Apparently, somebody has complained to the police because Mr Speaker, John Bercow, was heard to mutter under his breath “stupid woman” after an acrimonious row with the Leader of the House of Commons, Andrea Leadsom.
The row was over the decision by a minister to make a statement on a ‘supply day’. Supply days are given to the Opposition to decide what is debated and, by convention, the Government does not intrude with its own business which would otherwise crowd-out the time available for the subject chosen by the Opposition. For a minister to take up the time with a statement is rather ‘bad form’, and the person responsible for scheduling the business of the House is the Leader.
Now, the Leader of the House has a dual function: as a cabinet minister she is clearly part of the Government, but equally, she is Leader of the whole House of Commons and therefore should be sensitive to the views of back-benchers on both sides of the chamber. Allowing a Government statement on an Opposition day, at the very least, shows a certain lack of sensitivity, which irritated Mr Speaker.
In the scale of crimes and insensitivities however, it doesn’t rank that highly, and it’s not as if it hasn’t happened before under governments of both colours.
The next day Mr Speaker explained -without apologising: He told us that his overheard remark ‘stupid’ referred only to his opinion about the decision to put on a Government statement on an Opposition day, and he stood by it.

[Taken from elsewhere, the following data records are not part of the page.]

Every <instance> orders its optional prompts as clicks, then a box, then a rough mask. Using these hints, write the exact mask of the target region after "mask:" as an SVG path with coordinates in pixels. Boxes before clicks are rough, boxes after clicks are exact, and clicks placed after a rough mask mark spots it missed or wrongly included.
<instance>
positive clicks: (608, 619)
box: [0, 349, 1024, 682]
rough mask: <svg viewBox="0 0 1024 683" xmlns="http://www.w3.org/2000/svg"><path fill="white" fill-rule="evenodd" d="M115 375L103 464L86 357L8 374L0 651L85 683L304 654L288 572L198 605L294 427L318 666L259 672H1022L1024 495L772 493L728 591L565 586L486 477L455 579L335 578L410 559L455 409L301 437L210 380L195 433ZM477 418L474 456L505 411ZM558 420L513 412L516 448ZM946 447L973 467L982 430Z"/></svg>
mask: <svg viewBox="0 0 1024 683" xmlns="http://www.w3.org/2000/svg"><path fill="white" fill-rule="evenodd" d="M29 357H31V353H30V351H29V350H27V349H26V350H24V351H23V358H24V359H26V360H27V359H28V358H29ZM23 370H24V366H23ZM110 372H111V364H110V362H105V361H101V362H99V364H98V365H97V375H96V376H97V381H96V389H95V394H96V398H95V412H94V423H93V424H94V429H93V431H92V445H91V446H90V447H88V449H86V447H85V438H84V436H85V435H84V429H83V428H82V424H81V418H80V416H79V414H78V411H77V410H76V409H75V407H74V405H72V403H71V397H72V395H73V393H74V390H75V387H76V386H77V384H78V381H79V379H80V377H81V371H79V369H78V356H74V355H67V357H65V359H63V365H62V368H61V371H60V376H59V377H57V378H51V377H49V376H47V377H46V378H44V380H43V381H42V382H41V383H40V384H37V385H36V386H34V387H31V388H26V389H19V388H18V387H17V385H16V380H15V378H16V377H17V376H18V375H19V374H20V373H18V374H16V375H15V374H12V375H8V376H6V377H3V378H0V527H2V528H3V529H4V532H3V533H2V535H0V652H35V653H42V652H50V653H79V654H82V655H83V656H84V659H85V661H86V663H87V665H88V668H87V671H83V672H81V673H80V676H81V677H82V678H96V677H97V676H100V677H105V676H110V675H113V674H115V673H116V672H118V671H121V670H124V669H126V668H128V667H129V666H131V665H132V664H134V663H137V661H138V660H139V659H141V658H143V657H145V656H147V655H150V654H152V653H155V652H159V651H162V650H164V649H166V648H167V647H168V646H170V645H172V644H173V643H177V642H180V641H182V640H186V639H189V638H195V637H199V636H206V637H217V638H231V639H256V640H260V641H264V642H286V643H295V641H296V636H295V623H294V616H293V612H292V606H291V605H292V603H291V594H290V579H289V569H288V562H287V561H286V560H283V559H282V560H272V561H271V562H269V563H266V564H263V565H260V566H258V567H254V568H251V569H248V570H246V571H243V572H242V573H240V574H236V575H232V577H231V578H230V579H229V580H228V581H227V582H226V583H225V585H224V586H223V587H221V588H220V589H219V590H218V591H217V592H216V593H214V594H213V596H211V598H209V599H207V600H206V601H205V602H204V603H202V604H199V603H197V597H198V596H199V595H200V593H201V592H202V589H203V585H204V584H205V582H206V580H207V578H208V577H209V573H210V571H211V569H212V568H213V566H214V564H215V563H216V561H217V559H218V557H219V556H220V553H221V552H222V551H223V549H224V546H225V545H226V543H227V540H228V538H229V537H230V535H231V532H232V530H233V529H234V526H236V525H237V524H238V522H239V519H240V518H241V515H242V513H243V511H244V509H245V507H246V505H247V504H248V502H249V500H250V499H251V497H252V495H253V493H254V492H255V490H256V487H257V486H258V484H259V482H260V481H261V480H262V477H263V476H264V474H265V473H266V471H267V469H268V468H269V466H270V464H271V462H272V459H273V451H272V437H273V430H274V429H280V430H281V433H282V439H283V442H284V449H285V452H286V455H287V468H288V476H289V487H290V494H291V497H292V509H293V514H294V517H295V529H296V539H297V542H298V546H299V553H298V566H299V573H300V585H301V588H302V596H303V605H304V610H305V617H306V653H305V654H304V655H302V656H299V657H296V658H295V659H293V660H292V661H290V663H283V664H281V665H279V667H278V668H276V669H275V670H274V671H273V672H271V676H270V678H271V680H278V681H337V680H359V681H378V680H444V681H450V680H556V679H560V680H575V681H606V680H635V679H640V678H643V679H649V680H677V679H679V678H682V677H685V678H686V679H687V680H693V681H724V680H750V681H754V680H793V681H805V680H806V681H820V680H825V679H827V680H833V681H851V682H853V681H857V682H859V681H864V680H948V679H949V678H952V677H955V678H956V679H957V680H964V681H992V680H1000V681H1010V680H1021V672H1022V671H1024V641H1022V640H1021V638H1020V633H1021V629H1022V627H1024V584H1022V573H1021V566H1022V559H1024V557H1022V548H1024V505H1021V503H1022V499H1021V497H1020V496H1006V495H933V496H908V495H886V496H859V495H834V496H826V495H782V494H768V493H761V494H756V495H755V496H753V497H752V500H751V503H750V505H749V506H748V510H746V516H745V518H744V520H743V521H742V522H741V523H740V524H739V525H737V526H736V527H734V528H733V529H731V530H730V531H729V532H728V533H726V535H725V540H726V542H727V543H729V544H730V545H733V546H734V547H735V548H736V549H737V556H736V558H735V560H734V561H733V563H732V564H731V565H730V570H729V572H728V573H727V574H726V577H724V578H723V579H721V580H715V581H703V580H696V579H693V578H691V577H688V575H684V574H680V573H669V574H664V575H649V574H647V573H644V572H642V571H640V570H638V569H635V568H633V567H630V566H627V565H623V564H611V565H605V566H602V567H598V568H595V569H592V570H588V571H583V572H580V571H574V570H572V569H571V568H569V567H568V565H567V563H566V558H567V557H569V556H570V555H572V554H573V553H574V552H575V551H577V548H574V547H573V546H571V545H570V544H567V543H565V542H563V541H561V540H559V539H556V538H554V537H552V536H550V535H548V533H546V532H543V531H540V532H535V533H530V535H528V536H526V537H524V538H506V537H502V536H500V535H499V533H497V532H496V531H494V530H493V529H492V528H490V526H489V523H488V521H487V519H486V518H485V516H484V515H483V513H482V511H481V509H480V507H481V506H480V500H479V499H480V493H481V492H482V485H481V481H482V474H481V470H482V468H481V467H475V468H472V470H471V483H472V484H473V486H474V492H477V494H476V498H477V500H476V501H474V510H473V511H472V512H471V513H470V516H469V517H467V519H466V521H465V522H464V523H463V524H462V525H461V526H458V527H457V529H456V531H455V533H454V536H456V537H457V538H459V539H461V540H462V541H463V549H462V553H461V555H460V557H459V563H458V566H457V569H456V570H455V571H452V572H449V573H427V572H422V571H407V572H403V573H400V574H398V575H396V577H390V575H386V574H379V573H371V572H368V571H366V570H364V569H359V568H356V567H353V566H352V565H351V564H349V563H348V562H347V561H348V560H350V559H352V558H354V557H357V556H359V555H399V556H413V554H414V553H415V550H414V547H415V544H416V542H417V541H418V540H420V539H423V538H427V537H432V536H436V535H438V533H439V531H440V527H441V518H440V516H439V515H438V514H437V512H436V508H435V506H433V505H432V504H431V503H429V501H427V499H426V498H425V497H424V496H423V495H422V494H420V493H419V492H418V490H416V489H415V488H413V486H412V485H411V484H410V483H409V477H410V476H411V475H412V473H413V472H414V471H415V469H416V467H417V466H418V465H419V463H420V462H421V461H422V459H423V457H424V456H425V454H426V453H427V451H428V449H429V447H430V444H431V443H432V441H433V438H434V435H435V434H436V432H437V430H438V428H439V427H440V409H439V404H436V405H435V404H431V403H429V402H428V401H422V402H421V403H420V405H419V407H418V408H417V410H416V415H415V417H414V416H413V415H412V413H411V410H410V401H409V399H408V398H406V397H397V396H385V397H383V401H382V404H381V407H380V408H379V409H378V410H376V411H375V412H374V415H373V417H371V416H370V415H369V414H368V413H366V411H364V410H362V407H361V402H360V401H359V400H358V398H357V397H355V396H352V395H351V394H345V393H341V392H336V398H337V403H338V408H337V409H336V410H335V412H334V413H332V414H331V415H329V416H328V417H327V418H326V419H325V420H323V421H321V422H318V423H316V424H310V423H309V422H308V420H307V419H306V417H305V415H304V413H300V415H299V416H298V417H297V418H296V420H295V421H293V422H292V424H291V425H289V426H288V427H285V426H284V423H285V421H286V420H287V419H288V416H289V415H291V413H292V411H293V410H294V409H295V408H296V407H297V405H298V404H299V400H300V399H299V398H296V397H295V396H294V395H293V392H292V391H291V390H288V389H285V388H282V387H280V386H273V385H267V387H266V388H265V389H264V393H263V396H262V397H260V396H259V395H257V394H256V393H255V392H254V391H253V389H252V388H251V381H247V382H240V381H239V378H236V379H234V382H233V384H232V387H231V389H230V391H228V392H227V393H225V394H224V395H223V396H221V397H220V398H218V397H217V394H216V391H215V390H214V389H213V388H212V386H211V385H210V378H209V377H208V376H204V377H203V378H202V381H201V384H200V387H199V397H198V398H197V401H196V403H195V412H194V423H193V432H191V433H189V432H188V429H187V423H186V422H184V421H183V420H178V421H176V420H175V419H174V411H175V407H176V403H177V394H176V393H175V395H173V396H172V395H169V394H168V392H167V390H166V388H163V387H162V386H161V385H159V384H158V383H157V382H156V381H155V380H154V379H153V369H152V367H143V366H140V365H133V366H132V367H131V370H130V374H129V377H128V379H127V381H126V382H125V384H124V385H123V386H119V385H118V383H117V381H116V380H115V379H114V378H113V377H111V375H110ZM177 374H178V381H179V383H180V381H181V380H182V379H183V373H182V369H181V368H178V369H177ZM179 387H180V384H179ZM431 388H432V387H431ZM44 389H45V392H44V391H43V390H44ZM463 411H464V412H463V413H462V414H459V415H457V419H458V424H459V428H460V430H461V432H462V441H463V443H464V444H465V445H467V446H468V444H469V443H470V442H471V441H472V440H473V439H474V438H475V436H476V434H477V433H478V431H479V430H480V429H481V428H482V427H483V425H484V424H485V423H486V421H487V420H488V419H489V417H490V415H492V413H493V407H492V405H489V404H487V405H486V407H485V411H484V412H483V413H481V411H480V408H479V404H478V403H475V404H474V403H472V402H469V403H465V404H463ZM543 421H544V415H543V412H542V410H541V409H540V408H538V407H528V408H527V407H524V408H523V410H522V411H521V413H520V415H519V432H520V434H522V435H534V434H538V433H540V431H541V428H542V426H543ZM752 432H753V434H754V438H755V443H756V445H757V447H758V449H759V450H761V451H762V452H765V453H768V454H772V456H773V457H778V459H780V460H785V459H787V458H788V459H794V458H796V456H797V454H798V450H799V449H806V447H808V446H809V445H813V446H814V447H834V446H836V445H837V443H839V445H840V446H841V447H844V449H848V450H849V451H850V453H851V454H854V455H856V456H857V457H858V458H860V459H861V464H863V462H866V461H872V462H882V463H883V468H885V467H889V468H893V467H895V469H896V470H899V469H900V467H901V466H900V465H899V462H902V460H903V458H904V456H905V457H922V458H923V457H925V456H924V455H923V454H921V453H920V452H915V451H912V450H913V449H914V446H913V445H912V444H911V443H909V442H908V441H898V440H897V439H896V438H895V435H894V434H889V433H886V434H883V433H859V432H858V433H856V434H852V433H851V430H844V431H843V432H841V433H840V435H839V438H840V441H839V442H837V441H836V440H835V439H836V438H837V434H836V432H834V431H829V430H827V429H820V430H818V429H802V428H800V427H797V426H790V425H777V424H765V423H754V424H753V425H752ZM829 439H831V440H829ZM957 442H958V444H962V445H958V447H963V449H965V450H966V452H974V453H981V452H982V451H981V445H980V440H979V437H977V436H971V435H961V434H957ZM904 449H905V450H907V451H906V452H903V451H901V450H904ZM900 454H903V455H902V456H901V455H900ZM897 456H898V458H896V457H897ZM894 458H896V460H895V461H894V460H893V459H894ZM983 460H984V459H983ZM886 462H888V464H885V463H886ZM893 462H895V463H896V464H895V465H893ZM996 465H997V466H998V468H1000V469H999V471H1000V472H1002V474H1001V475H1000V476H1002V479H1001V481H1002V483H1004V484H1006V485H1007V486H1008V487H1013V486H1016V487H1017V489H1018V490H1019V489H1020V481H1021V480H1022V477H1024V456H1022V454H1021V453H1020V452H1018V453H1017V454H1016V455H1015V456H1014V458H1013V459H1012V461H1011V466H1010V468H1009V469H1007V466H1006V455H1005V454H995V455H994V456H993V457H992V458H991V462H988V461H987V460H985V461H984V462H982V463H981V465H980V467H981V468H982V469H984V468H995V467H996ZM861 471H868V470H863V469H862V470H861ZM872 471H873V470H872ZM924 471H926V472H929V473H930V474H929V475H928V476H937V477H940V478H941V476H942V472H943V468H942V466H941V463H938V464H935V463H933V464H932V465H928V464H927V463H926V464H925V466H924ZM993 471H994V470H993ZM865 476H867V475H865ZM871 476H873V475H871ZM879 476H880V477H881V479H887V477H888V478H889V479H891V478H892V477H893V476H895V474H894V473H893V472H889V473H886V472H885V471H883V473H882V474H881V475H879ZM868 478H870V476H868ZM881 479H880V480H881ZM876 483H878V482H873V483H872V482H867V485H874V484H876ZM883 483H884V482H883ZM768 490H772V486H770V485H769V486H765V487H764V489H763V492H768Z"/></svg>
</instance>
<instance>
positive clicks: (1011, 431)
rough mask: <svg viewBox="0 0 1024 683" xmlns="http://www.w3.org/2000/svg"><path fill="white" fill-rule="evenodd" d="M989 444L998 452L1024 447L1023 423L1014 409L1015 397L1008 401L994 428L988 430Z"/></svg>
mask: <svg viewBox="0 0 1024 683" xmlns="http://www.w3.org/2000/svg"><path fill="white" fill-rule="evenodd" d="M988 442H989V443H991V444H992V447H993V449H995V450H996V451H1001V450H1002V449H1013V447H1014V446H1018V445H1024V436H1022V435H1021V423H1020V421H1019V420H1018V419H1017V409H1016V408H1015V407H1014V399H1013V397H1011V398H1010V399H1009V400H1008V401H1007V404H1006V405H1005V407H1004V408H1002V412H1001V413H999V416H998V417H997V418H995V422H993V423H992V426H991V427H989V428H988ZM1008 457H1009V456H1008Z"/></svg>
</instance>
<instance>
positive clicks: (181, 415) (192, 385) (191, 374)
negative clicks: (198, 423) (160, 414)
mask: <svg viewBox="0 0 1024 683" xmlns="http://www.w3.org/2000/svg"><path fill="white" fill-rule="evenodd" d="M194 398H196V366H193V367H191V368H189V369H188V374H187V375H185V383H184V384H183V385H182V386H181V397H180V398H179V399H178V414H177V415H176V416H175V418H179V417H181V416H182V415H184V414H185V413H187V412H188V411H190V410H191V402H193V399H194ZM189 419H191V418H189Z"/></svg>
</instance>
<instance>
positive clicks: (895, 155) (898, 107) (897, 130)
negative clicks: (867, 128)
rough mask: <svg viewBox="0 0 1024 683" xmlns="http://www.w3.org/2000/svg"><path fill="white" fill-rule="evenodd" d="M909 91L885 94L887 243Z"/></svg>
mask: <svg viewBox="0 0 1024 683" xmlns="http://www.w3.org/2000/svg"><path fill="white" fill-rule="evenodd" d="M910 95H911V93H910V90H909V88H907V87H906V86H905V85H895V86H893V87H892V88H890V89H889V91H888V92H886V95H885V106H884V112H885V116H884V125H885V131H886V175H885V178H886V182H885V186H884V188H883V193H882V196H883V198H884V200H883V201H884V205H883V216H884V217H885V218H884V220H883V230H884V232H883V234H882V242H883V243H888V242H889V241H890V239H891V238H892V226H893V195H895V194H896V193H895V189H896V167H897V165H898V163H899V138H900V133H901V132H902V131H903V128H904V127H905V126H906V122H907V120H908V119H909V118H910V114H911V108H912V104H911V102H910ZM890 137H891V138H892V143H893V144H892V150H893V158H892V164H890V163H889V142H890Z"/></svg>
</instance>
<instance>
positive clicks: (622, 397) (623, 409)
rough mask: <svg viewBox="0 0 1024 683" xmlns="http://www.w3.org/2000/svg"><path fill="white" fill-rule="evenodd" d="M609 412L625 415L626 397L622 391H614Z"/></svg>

The other word: ‘woman’ must have been lost in translation. Certainly, it didn’t refer to the Leader because everyone knows that she is both hard-working and very clever.
Well, who cares anyway?
How many times have any of us MPs muttered something much worse under our breath after receiving a duff reply from the minister at the despatch box. As Ken Clarke pointed out, if we are all to be referred to the police for such indiscretions then not a single member of Parliament would be left.
Frankly, we have more important fish to fry.
Referring the matter to the Police is more than stupid, it’s just plain bonkers.
The announcement of another stupid EU directive, this time requiring owners of ride-on mowers to get motor insurance for mowing their own lawns, reminded me of our wisdom in voting to leave this wretched interfering institution and, hopefully, managing it before the directive requires our compliance.
For my own part however, I dispensed with my ride-on a year or so ago, on the grounds that the discipline of having to push one instead, would be beneficial to my weight and consequently to my health.
It is depressing that we are all soon to be asked to pay higher taxes to fund the NHS when so much of its increasing costs are down to the unhealthy lifestyles of its patients, so many of whom don’t seem to realise that their joints and vital organs were never designed to carry the weight that they are placing on them.
Perhaps, as a stealth tax on sitting, the objective of EU directive isn’t so stupid after all?